May 9, 2024

Dynamo 8B: A Multilingual Foundation for Global Enterprises

Dynamo 8B: A Multilingual Foundation for Global Enterprises

Low-code tools are going mainstream

Purus suspendisse a ornare non erat pellentesque arcu mi arcu eget tortor eu praesent curabitur porttitor ultrices sit sit amet purus urna enim eget. Habitant massa lectus tristique dictum lacus in bibendum. Velit ut viverra feugiat dui eu nisl sit massa viverra sed vitae nec sed. Nunc ornare consequat massa sagittis pellentesque tincidunt vel lacus integer risu.

  1. Vitae et erat tincidunt sed orci eget egestas facilisis amet ornare
  2. Sollicitudin integer  velit aliquet viverra urna orci semper velit dolor sit amet
  3. Vitae quis ut  luctus lobortis urna adipiscing bibendum
  4. Vitae quis ut  luctus lobortis urna adipiscing bibendum

Multilingual NLP will grow

Mauris posuere arcu lectus congue. Sed eget semper mollis felis ante. Congue risus vulputate nunc porttitor dignissim cursus viverra quis. Condimentum nisl ut sed diam lacus sed. Cursus hac massa amet cursus diam. Consequat sodales non nulla ac id bibendum eu justo condimentum. Arcu elementum non suscipit amet vitae. Consectetur penatibus diam enim eget arcu et ut a congue arcu.

Vitae quis ut  luctus lobortis urna adipiscing bibendum

Combining supervised and unsupervised machine learning methods

Vitae vitae sollicitudin diam sed. Aliquam tellus libero a velit quam ut suscipit. Vitae adipiscing amet faucibus nec in ut. Tortor nulla aliquam commodo sit ultricies a nunc ultrices consectetur. Nibh magna arcu blandit quisque. In lorem sit turpis interdum facilisi.

  • Dolor duis lorem enim eu turpis potenti nulla  laoreet volutpat semper sed.
  • Lorem a eget blandit ac neque amet amet non dapibus pulvinar.
  • Pellentesque non integer ac id imperdiet blandit sit bibendum.
  • Sit leo lorem elementum vitae faucibus quam feugiat hendrerit lectus.
Automating customer service: Tagging tickets and new era of chatbots

Vitae vitae sollicitudin diam sed.
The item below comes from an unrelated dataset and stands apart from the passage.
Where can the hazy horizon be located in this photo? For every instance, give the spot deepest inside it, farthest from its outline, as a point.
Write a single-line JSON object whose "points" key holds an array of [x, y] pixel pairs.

Aliquam tellus libero a velit quam ut suscipit. Vitae adipiscing amet faucibus nec in ut. Tortor nulla aliquam commodo sit ultricies a nunc ultrices consectetur. Nibh magna arcu blandit quisque. In lorem sit turpis interdum facilisi.

“Nisi consectetur velit bibendum a convallis arcu morbi lectus aecenas ultrices massa vel ut ultricies lectus elit arcu non id mattis libero amet mattis congue ipsum nibh odio in lacinia non”
Detecting fake news and cyber-bullying

Nunc ut facilisi volutpat neque est diam id sem erat aliquam elementum dolor tortor commodo et massa dictumst egestas tempor duis eget odio eu egestas nec amet suscipit posuere fames ded tortor ac ut fermentum odio ut amet urna posuere ligula volutpat cursus enim libero libero pretium faucibus nunc arcu mauris sed scelerisque cursus felis arcu sed aenean pharetra vitae suspendisse ac.

Model Specifications:

  • Supported Languages: English, German, Spanish, Korean, Italian, Turkish.
  • Input Token Limit: 128k tokens*
  • Output Token Limit: 128k tokens*
  • License: At the moment, Dynamo 8B is released under a research-only license.

*Pretraining on the multilingual dataset was done with a sequence length of 4096 tokens

Why we built Dynamo 8B:

Even with the constant stream of exciting updates in the LLM space, there is a relative lack of investment in non-English languages, which has resulted in a gap in performance between English and other languages for open-source language models. We built Dynamo 8B to address this gap in multilingual LLM offerings.  

We are excited about the downstream applications that Dynamo 8B will support. AI teams today are struggling to address the challenge of unsafe user queries and LLM outputs, which results in major compliance challenges for enterprises that are looking to deploy the technology. As language models like LlamaGuard and Phi-2 were developed to act as more lightweight guardrail models to regulate LLM inputs and outputs, we are excited for Dynamo 8B to similarly enable safe and compliant usage of LLMs globally across a diverse set of languages.  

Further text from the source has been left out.